Reproducible part II (R import and plotting):

library(raster)
library(rgdal)

# Raster
ras = raster::stack("NDSI_2019.tif")
proj4string(ras)

# ROI
roi = readOGR(".",
              "SampleROI")
proj4string(roi)
roi = spTransform(roi, CRSobj = crs(ras))

# Plot
plot(ras[[150]])
plot(roi, add = T)

The NDSI_2019.tif and SampleROI.shp files can be accessed without running the Earth Engine code here.

4
  • If you add the image to the GEE map, does it render in the correct location compared to the basemap?
    – Jon
    Commented May 26, 2020 at 17:34
  • @Jon Yes it does. Commented May 26, 2020 at 17:52
  • Could you upload the tif and SampleROI to try out the R part ? Commented May 27, 2020 at 8:09
  • @CésarArquero done. Commented May 27, 2020 at 15:58

1 Answer 1

3
+100

The issue is in the projection you are assigning the image for the export in Earth Engine. I could not get it to work with that projection either, but if I changed it to another they align as expect.
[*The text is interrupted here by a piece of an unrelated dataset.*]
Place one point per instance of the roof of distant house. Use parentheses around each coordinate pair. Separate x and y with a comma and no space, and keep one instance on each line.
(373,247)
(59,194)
You should export with a different projection, and then reproject layer if required.

//// Export the data
// Export table for plotting
Export.table.toDrive({
  collection: ROI,
  description: 'SampleROI',
  folder: "test",
  fileFormat: 'SHP'
});

// Export imagery
// Specify a crs as per Nicholas Clinton's advice
// https://gis.stackexchange.com/a/257647/67264
// Export a cloud-optimized GeoTIFF.
// See https://developers.google.com/earth-engine/exporting
var UTM11n = 'EPSG:32611';
Export.image.toDrive({
  image: ndsi_img,
  description: 'NDSI_2019_UTM',
  folder: "test",
  crs: UTM11n,
  maxPixels: 1.0E13,
  formatOptions: {
    cloudOptimized: true
  }
});

enter image description here

The only answer I can give you is that I have had issues with GEE not recognizing uncommonly used projections in the past, even when they had EPSG codes, and have to use the workflow described. Maybe it has something to do with it not recognizing the

"semi_major" and "semi_minor" arguments to Sinusoidal projections.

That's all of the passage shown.